A key element of this now fully automated process allows operators to reduce the time spent detecting issues within yield deviations, with the AI technology drawing actionable insights in a much quicker time. This redistributes operators’ time to the stabilising of production processes more efficiently. Infor CloudSuite has also been implemented across Amalthea’s supply chain from milk reception to the cheese warehouse. The system interacts with the factory’s production automation, factoring in weighing units and processing tanks. It also shortens the time to market, which increases speed to value.

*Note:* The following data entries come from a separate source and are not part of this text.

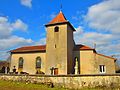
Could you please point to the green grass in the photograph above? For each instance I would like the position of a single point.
(10, 85)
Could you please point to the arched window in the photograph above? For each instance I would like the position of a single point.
(21, 60)
(38, 62)
(56, 29)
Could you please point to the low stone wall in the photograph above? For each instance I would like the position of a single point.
(68, 81)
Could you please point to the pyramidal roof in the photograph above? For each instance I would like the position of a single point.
(60, 18)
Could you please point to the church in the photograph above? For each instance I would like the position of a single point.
(60, 55)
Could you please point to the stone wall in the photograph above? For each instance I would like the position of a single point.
(68, 81)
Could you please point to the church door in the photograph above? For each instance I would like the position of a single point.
(55, 71)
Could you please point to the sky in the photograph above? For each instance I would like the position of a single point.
(97, 23)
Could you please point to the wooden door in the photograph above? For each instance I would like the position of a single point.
(55, 71)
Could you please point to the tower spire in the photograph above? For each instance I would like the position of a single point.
(60, 5)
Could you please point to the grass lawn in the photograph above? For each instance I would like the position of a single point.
(10, 85)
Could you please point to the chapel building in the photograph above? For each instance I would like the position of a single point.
(60, 55)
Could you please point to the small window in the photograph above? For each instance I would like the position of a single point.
(56, 29)
(38, 62)
(21, 60)
(102, 68)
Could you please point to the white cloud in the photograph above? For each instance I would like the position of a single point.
(19, 24)
(106, 43)
(105, 16)
(27, 3)
(7, 28)
(13, 41)
(7, 39)
(79, 30)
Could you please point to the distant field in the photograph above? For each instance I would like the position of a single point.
(9, 85)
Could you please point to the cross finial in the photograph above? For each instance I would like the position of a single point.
(61, 7)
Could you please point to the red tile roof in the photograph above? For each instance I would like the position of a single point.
(59, 19)
(82, 47)
(29, 49)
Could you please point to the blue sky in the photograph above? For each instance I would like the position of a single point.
(96, 22)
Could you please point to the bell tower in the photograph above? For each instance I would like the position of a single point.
(59, 46)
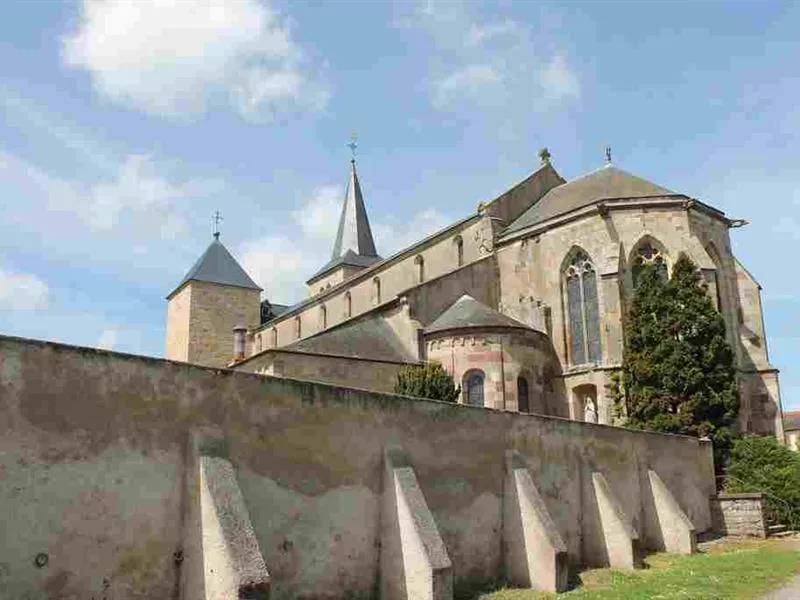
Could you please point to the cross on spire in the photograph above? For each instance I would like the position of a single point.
(216, 219)
(353, 145)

Speedier decision-making using AI in F&B
“Amalthea found that some of its biggest drivers of revenue were also some of the biggest drivers of variation in yield, meaning they were leaving money at the table,” says Anand. “Consistent yield minimised this financial loss.”
Amalthea was able to tackle this issue with an initial approach of small, quick wins with tangible, achievable milestones that show monetary or efficiency benefits. As it scaled this technology, the company was able to increase its capabilities of reacting to the process to improve it. Through this continual process, more data and parameters can be analysed to increase the speed of decision-making in a way that wasn’t possible before.

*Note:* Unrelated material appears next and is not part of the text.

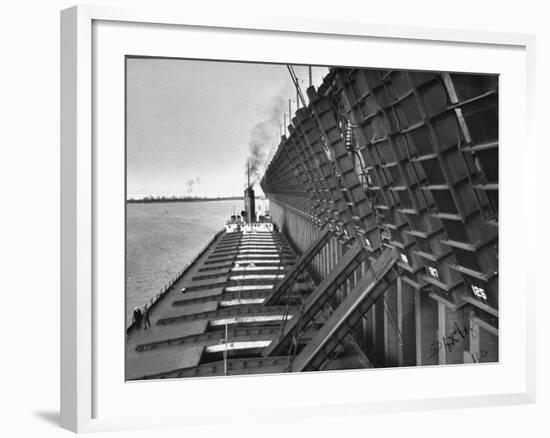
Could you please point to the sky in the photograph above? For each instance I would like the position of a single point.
(191, 124)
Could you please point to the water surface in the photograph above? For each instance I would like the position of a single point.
(161, 238)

“We were able to connect multiple systems together,” says Anand. “Amalthea had a recipe system, a manufacturing system and a supply chain system. Then you add an analytics view to it as the glue that connects all these different systems together without having to create a completely new system.”
A key benefit of AI is that it helps automate processes and increases efficiency without companies having to build new products on top of it. Amalthea’s use of a cloud-based platform provides a strong foundation for future growth. This use of data insights will become increasingly utilised in F&B.
While it starts with a smaller focus on areas such as yield and production control, automation can be expanded to further use cases to provide more data that can be converted into actionable information. This helps to contribute towards valuable insights that improve performance, allowing for better decision-making and, ultimately, greater profitability.